Os dominados separavam a amizade que os unia aos seus
dominadores do rancor que cultivavam pelos mesmos que eram ocasionados pelas coações e privações sofridas.
Tais características das relações sociais não eram em suma
contratuais, elencavam-se em um sistema comportamental singular, que se rompia quando o domínio dos homens se transformava em passe para sua expulsão, visando o esvaziamento de um espaço social regrado a normas costumeiras de apropriação.
Eric Wolf assinalou algumas características sobre o assédio da fazenda
ao sitiante, que transpassavam da amizade para a relação patrão/cliente, acentuando o fato dessa amizade chegar a um ápice de desequilíbrio, demonstrando que um dos parceiros era evidentemente superior ao outro em sua capacidade de dar bens e serviços se submetendo a essa relação. Tal relação também marcava a transição da coexistência para dependência e por fim da dependência para a ameaça ou a concretização do processo de expulsão dos lavradores da terra.

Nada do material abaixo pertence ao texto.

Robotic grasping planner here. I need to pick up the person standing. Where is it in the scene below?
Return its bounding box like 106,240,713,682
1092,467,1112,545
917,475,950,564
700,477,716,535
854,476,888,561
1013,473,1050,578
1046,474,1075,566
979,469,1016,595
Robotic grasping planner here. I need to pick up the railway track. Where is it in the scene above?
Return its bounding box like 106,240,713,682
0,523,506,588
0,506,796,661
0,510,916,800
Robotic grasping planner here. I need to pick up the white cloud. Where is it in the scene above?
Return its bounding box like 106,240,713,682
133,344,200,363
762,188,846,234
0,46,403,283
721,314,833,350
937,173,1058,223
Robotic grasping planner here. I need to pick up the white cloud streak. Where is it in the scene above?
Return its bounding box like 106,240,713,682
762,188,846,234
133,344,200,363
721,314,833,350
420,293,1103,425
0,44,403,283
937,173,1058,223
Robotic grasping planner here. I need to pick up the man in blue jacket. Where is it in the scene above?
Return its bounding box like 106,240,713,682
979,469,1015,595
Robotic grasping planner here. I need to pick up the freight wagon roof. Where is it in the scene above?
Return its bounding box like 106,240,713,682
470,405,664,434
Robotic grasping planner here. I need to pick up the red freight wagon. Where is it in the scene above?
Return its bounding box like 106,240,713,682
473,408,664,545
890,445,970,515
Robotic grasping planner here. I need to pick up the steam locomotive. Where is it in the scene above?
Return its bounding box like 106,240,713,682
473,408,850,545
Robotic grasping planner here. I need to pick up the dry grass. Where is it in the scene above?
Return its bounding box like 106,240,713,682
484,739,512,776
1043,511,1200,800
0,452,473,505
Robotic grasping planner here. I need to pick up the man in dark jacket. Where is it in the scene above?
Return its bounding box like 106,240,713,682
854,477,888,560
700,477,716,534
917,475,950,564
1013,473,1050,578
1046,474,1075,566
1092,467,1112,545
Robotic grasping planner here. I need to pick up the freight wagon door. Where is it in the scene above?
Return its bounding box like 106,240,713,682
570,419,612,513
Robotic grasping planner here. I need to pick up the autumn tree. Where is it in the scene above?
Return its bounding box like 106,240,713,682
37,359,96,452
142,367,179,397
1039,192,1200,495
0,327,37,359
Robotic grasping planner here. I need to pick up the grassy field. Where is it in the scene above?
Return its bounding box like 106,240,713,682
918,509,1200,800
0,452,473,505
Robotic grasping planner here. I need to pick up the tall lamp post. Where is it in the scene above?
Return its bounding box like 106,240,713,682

O “situ” torna-se uma forma de apropriação que coexiste somente com
a fazenda em um âmbito de compressão e extermínio pelo fato do interesse em eliminá-lo não provir apenas da fazenda, mas da aliança entre esta e grandes empresas capitalistas de reflorestamento que visam ocupar terras para o desenvolvimento de grandes projetos.
Para que sobreviva a fazenda necessita agir conforme esse interesse e
para que ocorra isso será necessário: invadir o “situ” para fortalecer-se juntamente a empresa capitalista, facilitar essa empresa apossamentos rápidos de terras devolutas e valer-se de sua penetração nas esferas de poder municipal e estadual que lidam com a questão da terra, no que tange a desaceleração da regularização fundiária dos situantes.
Os situantes explicam esse processo discorrendo sobre a “ofensa” e o
“fecho” ambas decorrentes de violência, essas, denotam a perda das condições de produção e ferem a etiqueta de convivência de forma irremediável. A ofensa é danificar ou suprimir extremas que separam as áreas por diferentes donos, danificar plantações, roças e pomares. Já o fecho remete-se ao impedimento de ir e vir do “situ”, aprisionando o lavrador dentro da área, restringindo seu acesso a água, a lenha ou ao retorno a sua própria morada. Há um liame entre o despejo ocorrido com o agregado e a ofensa ao situante.
A formação da fazenda para fins agropecuários está em questão. Tais
processos levam ao desaparecimento dessas categorias, situante, dono de uma situação, pequeno posseiro. Esses termos evaporam-se dos textos sindicais, categorias e judiciais, já não há mais os livres ocupantes de terras mas sim os agregados ou parceiros, cujo contrato o fazendeiro visa transformar em distrato. Entre o “situ” e o domínio se configurava uma agregação invertida, da qual, o favor pedido, estabelecia a morada na fazenda que seria mantida com os serviços decorrentes daquela fazenda, o desempenho das tarefas corretamente. A dissolução do antigo trato evidência uma nova convivência, da qual mantém o situante como devedor simbólico do invasor. Quando ocorre a expulsão o que lhe resta apenas é a colheita das benfeitorias deixadas.